Last week, and for precisely eight days, a music school in the lowest depression of Jerusalem was transformed into a communal house of prayer, appointed Amen, bringing together Jewish, Muslim and Christian religious leaders and their gatherings to worship together in one room. It was a sight rarely seen in this segregated metropolitan.
The project, part of the Jerusalem season of culture, was launched by Elad-Abblebaum and the Muslim Sufi Sheikh Ihab Balah almost a year ago. They contacted out to six other religious illustrations two rabbis, a Franciscan monk, a Catholic priest, a Coptic deaconess and a female Muslim community leader who were very conventional in their beliefs and rehearsals, but also open to discussions with other faiths.

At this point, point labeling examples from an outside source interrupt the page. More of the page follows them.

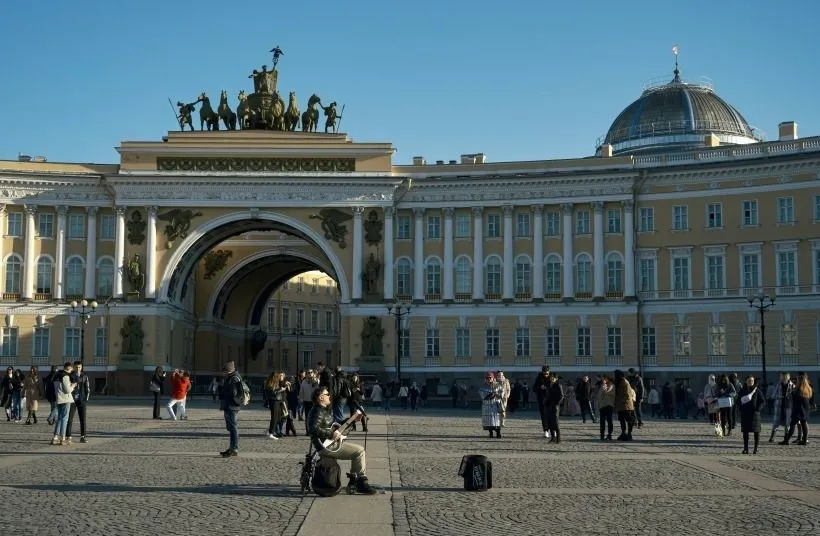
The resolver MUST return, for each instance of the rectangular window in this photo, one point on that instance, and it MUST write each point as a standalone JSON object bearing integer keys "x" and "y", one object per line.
{"x": 785, "y": 210}
{"x": 15, "y": 224}
{"x": 582, "y": 225}
{"x": 750, "y": 217}
{"x": 76, "y": 226}
{"x": 613, "y": 341}
{"x": 45, "y": 225}
{"x": 583, "y": 342}
{"x": 553, "y": 223}
{"x": 646, "y": 220}
{"x": 613, "y": 221}
{"x": 492, "y": 343}
{"x": 680, "y": 217}
{"x": 714, "y": 216}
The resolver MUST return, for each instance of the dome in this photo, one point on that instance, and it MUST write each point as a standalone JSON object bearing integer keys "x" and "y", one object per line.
{"x": 677, "y": 115}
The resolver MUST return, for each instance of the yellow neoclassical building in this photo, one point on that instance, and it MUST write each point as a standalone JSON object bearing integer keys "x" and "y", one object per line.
{"x": 204, "y": 246}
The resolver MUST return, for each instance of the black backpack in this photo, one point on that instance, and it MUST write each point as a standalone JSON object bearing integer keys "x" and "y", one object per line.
{"x": 326, "y": 480}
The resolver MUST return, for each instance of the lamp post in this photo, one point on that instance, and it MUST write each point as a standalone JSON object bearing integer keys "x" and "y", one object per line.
{"x": 84, "y": 310}
{"x": 399, "y": 311}
{"x": 761, "y": 303}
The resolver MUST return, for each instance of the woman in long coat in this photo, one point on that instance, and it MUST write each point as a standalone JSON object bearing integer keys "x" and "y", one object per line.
{"x": 751, "y": 402}
{"x": 491, "y": 393}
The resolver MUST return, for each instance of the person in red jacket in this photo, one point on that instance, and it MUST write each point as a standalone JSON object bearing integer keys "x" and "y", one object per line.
{"x": 180, "y": 383}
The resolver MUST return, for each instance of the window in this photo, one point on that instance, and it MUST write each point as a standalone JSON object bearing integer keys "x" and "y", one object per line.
{"x": 433, "y": 275}
{"x": 649, "y": 342}
{"x": 523, "y": 275}
{"x": 552, "y": 275}
{"x": 404, "y": 279}
{"x": 522, "y": 342}
{"x": 493, "y": 226}
{"x": 75, "y": 272}
{"x": 494, "y": 271}
{"x": 552, "y": 342}
{"x": 583, "y": 342}
{"x": 582, "y": 222}
{"x": 100, "y": 342}
{"x": 613, "y": 221}
{"x": 72, "y": 342}
{"x": 462, "y": 226}
{"x": 45, "y": 275}
{"x": 714, "y": 216}
{"x": 680, "y": 217}
{"x": 108, "y": 227}
{"x": 464, "y": 276}
{"x": 432, "y": 343}
{"x": 750, "y": 213}
{"x": 646, "y": 219}
{"x": 403, "y": 228}
{"x": 41, "y": 343}
{"x": 785, "y": 210}
{"x": 105, "y": 278}
{"x": 15, "y": 224}
{"x": 76, "y": 226}
{"x": 492, "y": 343}
{"x": 614, "y": 273}
{"x": 13, "y": 274}
{"x": 9, "y": 342}
{"x": 434, "y": 227}
{"x": 613, "y": 341}
{"x": 462, "y": 342}
{"x": 523, "y": 226}
{"x": 583, "y": 273}
{"x": 553, "y": 223}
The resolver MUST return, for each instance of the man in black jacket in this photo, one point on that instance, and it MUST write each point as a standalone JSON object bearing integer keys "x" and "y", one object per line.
{"x": 319, "y": 423}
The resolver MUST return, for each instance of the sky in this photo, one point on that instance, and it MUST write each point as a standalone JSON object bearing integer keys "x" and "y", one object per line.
{"x": 517, "y": 80}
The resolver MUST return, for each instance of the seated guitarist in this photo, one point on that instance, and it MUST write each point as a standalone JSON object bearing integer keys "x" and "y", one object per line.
{"x": 319, "y": 424}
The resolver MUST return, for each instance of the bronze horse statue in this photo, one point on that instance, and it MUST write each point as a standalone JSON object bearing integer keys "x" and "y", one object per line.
{"x": 207, "y": 114}
{"x": 225, "y": 113}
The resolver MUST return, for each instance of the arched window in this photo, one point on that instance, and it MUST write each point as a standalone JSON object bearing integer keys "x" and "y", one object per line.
{"x": 552, "y": 275}
{"x": 494, "y": 271}
{"x": 523, "y": 275}
{"x": 105, "y": 278}
{"x": 464, "y": 276}
{"x": 583, "y": 273}
{"x": 75, "y": 273}
{"x": 13, "y": 274}
{"x": 433, "y": 277}
{"x": 614, "y": 272}
{"x": 404, "y": 278}
{"x": 45, "y": 275}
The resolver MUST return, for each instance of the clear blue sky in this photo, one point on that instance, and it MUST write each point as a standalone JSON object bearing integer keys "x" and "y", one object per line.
{"x": 517, "y": 80}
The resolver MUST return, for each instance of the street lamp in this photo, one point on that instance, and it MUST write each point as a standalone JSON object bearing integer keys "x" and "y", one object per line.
{"x": 761, "y": 303}
{"x": 399, "y": 311}
{"x": 84, "y": 310}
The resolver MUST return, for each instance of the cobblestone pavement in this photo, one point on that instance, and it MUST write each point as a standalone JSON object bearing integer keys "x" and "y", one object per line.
{"x": 139, "y": 476}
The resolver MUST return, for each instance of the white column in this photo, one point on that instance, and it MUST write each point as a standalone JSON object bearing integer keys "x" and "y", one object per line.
{"x": 448, "y": 253}
{"x": 566, "y": 239}
{"x": 59, "y": 268}
{"x": 29, "y": 272}
{"x": 119, "y": 251}
{"x": 358, "y": 249}
{"x": 91, "y": 255}
{"x": 388, "y": 253}
{"x": 151, "y": 256}
{"x": 629, "y": 247}
{"x": 598, "y": 249}
{"x": 418, "y": 255}
{"x": 508, "y": 253}
{"x": 538, "y": 252}
{"x": 478, "y": 253}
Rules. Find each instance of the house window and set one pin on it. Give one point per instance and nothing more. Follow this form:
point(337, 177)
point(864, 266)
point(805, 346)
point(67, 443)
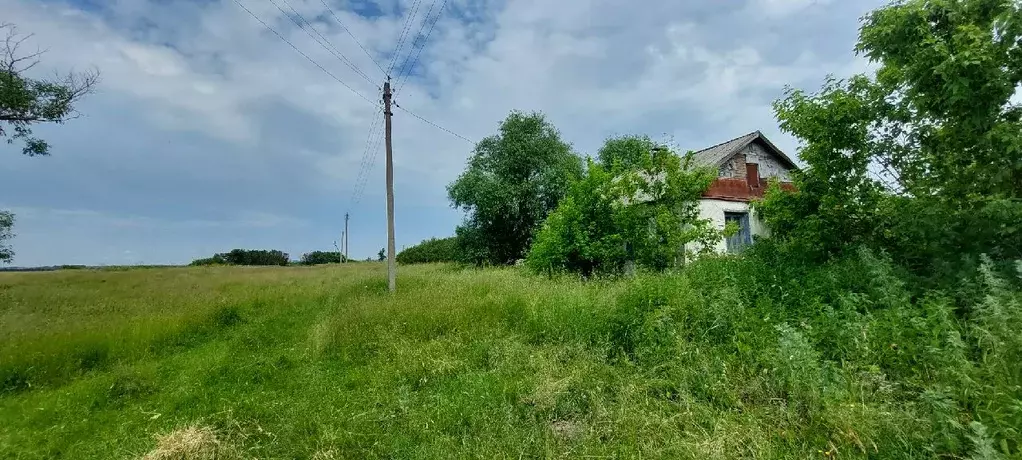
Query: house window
point(744, 235)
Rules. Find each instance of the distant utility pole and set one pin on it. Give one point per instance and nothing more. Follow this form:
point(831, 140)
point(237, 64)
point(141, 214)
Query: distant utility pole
point(390, 269)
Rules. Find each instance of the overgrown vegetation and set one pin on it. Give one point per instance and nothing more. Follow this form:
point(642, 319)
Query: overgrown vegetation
point(321, 257)
point(750, 357)
point(921, 161)
point(512, 181)
point(431, 250)
point(245, 257)
point(639, 203)
point(26, 102)
point(880, 320)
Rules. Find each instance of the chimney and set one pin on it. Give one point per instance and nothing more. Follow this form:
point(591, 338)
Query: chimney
point(752, 175)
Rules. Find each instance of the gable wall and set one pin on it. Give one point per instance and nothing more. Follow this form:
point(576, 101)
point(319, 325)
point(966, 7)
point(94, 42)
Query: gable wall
point(770, 167)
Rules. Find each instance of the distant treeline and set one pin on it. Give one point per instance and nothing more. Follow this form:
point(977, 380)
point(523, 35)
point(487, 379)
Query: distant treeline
point(269, 257)
point(430, 250)
point(246, 257)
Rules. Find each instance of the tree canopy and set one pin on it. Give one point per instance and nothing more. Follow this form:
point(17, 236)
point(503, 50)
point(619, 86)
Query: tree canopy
point(26, 101)
point(639, 202)
point(321, 257)
point(513, 180)
point(924, 158)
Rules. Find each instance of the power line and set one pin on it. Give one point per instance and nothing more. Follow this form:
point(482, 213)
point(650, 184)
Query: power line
point(425, 19)
point(401, 84)
point(327, 45)
point(363, 167)
point(404, 33)
point(372, 163)
point(357, 42)
point(304, 54)
point(436, 126)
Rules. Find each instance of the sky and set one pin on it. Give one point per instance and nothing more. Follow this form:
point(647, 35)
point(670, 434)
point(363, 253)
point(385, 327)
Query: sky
point(207, 132)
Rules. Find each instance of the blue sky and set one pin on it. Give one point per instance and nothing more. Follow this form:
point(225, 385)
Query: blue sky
point(208, 133)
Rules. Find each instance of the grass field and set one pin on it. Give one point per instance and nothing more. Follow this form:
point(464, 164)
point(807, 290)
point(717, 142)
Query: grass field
point(232, 362)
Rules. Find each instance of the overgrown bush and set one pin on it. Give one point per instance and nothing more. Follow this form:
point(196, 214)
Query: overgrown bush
point(640, 202)
point(842, 343)
point(320, 257)
point(430, 250)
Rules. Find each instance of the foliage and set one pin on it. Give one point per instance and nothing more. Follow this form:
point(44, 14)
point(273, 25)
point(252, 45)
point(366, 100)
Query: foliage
point(641, 198)
point(6, 224)
point(922, 159)
point(430, 250)
point(321, 257)
point(26, 101)
point(512, 181)
point(764, 356)
point(245, 257)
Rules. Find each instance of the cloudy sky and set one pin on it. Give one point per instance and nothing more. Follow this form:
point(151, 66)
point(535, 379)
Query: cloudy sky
point(208, 132)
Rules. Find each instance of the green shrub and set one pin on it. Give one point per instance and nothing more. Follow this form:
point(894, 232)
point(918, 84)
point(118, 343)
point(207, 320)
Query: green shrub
point(321, 257)
point(639, 203)
point(431, 250)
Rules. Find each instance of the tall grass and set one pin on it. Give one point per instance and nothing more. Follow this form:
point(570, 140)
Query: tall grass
point(731, 358)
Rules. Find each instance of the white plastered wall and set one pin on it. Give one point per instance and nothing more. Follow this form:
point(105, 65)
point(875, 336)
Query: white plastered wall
point(713, 211)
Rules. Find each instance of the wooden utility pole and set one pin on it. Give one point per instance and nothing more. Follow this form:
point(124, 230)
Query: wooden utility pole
point(390, 268)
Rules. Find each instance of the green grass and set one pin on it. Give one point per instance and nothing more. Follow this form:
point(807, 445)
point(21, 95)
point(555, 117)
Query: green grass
point(323, 363)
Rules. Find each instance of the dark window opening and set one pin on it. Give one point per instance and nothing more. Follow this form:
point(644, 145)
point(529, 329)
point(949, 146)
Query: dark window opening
point(741, 238)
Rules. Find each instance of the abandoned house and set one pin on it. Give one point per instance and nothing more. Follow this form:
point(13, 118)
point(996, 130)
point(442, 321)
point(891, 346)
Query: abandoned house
point(745, 165)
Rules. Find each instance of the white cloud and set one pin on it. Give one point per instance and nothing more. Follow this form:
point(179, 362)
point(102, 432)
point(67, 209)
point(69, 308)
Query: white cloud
point(202, 108)
point(781, 8)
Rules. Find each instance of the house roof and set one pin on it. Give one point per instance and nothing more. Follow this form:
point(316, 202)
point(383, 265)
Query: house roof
point(717, 154)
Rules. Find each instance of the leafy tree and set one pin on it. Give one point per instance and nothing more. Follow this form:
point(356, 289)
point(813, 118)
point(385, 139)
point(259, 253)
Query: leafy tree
point(640, 202)
point(6, 224)
point(430, 250)
point(321, 257)
point(923, 159)
point(513, 180)
point(26, 101)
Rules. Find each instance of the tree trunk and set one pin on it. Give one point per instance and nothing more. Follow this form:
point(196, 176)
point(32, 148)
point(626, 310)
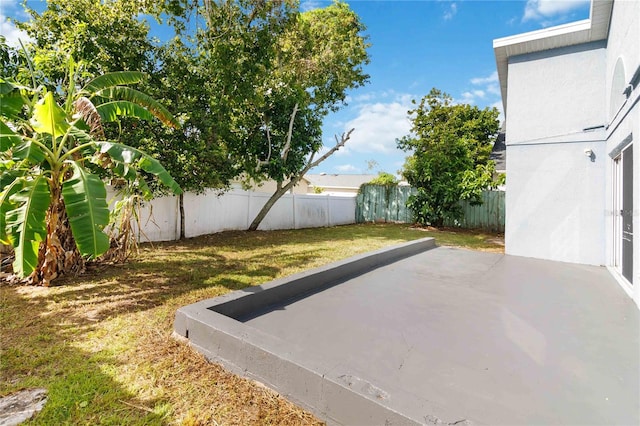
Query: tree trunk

Elad-Abblebaum said: I never guessed something like this would be possible in my lifetime. Jews who live in the territories publicly praying together with Palestinians, this is a big jeopardy and a huge step. But this is not a political programme; we wanted parties are derived from the right and from the left and to demonstrate that faith is beyond ideology. Here, we are reshaping world and we are doing it through prayer.
She emphasised how Amen is not simply brought together Israels discordant religions, but too men and women, which is almost unheard of in such inter-religious gatherings.